While sentiment has been at best mixed about the direction of the US economy the past few months, the European economy cannot even manage that much. Its most vocal proponent couldn’t come up with much good to say about it – while he was on his way out the door. At his final press conference as ECB President on October 24, Mario Draghi had to acknowledge (sort of) how he is leaving quite the mess for Christine Lagarde.

Incoming data since the meeting in September confirm our previous assessment of a protracted weakness in euro area growth dynamics, the persistence of prominent downside risks and muted inflation pressures.

Everyone else has forgotten, but recall what the same guy was saying and not all that long ago. Less than a year ago, in December 2018, while interest rates were plummeting there as elsewhere Draghi was ending the ECB’s QE (after nearly years of it) and getting Europeans ready for rate hikes. He was still quite sure about his having led Europe to its boom-ly booming boom.

If 2017 was the year of globally synchronized growth creating one for 2018, all those things were going to pay off spectacularly in 2019 as the Continent, along with the rest of the global economy, began to normalize for the first time in a decade. The ECB had even began to publicize expectations of its relatively quick rate hikes.

You need to remember how that was the plan. These people are all let off the hook time and time again because their past promises are never actually held to account.

It’s been this way throughout Mario Draghi’s tortured tenure. In December 2012, for example, the New York Times called his big “promise” Draghi’s and Europe’s finest hour! Why? Because he had established himself and the ECB as powerful instruments to be relied upon when the chips were down, when everything was at its worst – as it seemingly had been earlier that summer.

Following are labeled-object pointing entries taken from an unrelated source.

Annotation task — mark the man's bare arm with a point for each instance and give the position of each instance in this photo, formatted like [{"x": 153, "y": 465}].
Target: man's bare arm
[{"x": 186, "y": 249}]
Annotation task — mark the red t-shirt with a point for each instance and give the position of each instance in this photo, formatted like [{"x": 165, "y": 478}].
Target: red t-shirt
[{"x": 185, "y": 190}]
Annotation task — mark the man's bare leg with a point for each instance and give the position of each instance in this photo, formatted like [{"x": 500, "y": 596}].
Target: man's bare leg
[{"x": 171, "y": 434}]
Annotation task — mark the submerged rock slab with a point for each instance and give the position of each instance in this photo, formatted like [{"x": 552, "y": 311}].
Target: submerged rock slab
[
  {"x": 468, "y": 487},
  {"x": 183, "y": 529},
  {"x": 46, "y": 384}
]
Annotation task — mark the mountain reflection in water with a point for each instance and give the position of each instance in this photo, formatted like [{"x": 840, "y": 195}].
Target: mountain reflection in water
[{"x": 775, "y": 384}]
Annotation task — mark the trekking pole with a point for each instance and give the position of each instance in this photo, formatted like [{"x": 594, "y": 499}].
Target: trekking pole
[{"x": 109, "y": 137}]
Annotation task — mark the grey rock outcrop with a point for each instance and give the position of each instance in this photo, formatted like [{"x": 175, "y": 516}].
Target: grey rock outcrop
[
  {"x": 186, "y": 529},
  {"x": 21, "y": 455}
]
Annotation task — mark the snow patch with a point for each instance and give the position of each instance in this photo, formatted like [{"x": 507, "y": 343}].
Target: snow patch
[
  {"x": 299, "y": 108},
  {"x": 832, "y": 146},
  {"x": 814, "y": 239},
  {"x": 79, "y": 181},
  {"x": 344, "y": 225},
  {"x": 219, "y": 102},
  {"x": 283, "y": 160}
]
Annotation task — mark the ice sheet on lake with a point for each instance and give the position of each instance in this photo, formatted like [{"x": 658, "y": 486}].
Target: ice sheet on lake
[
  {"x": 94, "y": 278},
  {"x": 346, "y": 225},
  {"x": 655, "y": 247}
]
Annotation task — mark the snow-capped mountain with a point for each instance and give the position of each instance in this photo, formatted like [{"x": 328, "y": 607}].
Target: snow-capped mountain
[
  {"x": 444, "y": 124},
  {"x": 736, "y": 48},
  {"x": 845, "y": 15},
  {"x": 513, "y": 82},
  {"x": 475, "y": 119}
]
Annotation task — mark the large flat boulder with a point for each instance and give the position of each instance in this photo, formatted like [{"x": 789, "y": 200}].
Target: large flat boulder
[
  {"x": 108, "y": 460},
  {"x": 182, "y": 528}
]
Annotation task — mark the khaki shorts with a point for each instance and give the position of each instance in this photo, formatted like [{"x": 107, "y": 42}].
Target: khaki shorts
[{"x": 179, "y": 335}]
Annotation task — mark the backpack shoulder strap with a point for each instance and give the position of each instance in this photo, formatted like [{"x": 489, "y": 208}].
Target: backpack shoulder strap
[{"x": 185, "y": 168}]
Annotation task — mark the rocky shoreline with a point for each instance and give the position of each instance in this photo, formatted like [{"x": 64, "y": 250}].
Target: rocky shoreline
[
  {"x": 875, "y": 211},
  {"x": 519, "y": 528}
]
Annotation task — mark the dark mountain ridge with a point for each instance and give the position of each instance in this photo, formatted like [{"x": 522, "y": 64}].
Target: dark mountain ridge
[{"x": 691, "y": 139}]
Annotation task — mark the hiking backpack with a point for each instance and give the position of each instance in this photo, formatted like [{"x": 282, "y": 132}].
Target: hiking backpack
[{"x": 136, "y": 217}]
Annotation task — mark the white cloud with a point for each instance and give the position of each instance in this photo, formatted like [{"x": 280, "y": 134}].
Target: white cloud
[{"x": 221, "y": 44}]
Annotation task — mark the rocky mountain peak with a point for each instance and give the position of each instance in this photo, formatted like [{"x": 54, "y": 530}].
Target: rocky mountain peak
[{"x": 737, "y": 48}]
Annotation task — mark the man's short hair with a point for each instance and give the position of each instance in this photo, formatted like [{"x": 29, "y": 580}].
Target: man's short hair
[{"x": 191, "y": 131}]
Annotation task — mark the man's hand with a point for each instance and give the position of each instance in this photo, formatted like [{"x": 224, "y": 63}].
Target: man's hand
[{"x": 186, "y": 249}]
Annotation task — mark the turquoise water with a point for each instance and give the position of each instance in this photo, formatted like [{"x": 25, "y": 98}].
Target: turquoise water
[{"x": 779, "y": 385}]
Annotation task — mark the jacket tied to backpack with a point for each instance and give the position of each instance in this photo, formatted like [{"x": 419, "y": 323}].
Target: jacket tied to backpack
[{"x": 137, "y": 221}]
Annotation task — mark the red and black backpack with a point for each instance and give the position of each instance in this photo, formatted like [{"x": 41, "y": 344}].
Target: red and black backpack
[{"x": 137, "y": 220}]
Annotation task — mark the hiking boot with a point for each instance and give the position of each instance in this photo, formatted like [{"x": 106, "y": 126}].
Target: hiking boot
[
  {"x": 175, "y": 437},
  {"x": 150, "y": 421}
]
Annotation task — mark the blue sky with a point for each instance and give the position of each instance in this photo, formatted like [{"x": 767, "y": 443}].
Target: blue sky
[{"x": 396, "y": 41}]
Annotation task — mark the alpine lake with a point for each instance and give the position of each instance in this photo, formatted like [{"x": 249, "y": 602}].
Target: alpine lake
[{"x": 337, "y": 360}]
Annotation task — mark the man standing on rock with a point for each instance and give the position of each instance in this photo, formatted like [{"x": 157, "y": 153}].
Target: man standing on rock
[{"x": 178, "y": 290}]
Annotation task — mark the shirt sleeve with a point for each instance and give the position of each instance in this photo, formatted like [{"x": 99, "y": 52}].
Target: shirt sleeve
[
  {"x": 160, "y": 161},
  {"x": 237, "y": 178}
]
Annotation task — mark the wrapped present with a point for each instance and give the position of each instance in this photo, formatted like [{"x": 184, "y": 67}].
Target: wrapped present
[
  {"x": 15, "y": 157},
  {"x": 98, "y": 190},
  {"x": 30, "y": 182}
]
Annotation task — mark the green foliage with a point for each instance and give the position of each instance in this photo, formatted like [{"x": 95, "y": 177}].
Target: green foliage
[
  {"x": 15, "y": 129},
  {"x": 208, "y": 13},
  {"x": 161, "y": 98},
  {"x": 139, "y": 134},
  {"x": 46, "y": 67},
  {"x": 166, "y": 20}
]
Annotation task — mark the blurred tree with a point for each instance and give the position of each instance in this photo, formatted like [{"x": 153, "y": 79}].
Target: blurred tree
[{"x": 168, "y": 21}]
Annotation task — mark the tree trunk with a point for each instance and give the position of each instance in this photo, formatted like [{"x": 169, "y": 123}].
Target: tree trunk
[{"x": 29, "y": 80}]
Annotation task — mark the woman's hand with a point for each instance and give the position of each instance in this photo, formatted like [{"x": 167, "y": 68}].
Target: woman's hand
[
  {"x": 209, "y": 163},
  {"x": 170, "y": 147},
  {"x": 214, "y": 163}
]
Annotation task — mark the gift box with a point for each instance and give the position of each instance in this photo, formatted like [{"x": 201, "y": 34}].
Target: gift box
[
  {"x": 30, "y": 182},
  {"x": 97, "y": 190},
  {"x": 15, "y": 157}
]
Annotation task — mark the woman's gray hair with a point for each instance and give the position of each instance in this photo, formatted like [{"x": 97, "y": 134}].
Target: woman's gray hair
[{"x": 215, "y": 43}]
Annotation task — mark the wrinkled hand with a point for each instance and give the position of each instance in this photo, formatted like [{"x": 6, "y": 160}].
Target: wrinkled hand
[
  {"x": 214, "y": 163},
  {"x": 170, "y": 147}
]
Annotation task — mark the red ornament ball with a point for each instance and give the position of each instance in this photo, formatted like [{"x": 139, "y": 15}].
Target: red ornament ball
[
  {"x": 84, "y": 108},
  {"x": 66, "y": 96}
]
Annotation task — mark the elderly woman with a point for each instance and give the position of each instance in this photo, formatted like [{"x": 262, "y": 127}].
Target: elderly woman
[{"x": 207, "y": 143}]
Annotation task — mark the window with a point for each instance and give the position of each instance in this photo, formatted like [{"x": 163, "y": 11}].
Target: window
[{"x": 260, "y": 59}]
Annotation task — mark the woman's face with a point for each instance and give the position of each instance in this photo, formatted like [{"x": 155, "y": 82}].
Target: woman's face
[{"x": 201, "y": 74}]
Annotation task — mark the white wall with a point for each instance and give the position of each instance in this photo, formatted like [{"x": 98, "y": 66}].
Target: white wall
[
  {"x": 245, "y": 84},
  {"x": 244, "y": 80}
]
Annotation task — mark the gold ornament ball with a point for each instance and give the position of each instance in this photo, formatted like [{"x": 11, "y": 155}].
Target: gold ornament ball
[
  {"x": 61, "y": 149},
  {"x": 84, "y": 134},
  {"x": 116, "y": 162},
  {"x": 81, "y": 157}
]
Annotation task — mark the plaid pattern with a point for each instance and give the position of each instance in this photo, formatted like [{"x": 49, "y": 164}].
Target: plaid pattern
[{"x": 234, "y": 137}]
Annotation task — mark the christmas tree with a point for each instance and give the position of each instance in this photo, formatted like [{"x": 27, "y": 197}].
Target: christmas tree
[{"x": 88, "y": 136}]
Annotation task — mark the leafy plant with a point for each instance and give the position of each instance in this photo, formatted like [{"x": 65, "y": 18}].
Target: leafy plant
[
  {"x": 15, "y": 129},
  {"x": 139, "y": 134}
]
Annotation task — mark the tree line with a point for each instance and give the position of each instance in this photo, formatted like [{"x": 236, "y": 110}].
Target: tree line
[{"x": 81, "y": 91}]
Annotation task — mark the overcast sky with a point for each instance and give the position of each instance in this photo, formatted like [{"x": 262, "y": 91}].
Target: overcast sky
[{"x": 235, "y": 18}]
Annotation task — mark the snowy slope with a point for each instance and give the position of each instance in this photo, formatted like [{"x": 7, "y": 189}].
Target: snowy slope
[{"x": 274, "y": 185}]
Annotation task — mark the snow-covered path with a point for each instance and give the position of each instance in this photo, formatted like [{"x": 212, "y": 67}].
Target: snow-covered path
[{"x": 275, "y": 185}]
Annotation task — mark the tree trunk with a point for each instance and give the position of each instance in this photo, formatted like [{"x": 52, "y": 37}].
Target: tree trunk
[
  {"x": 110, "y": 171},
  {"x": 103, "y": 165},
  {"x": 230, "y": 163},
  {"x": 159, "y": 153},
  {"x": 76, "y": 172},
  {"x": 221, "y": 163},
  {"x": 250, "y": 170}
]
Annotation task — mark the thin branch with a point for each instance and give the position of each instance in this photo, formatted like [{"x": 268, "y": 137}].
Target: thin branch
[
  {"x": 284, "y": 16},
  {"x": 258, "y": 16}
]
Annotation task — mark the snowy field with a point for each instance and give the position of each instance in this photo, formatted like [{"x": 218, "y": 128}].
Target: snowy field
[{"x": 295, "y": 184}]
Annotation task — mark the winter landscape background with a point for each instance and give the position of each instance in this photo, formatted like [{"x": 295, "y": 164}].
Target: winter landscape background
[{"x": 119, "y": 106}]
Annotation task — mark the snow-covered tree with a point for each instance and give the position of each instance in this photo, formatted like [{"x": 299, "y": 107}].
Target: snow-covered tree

The best place to start is with an attempt to understand what power is. The British philosopher Bertrand Russell said it was the production of intended effects. By contrast, Steven Lukes, one of the top contemporary power theorists, said in an interview last week that power was the capacity to make a difference in a manner that is significant.

As Draghi has now departed, his ECB has managed to fail on both definitions. It neither produced the intended effects, which were, and remain, normalization accompanying actual economic recovery rather than some hugely watered-down standard of success like term premiums, nor has it made any sort of difference at all. Would Europe have turned out any differently if QE had never been done?

If you think Europe was booming in 2018, where did it go in 2019? Draghi missed something. What he actually missed was even more seriously undermining. All the while he was planning for the recovery, it had already ended and reversed right underneath his feet.

Whatever there was of globally synchronized growth in late 2017, and it wasn’t actually much, it had disappeared almost from the very first business day in January 2018.

The ECB has proved neither credible nor powerful, and as such Mario Draghi leaves for Christine Lagarde not just a mess but more importantly no answers. He never even figured out what the right questions to ask had been.

Released today, IHS Markit’s flash readings on sentiment in the Eurozone economy unfortunately reflect Draghi’s final comments: protracted weakness and the persistent of prominent downside risks.

Why do we care here in America where the party is back on after so easily skating past summer’s transitory “growth scare?”

Simple. Because if Europe isn’t coming back then that’s a pretty solid indication as it pertains to risks for the whole global economy. Europe has been at the forefront of this downturn, and if it is still at risk, or actually in the process, of turning down that’s not a good sign for the US economy, either.

Globally, negative pressures remain. And they continue to be serious.

If the “growth scare” or “recession scare” truly had passed then Mario Draghi would’ve been able to hand over a whole bunch of at least small and debatable positives. Instead, he couldn’t even manage that low bar – even after restarting QE months ago

In short, if the Europeans are missing something, and the European economy is missing something, that means all good in America? Maybe. Balance of probabilities, though. And I don’t just mean Jay Powell = Mario Draghi.

We don’t know what those downside risks entail – it might mean recession, it might mean some kind of continuing downturn – but they haven’t disappeared despite everyone, especially on this side of the Atlantic, seemingly convinced they have. Based on what US central bankers have to say.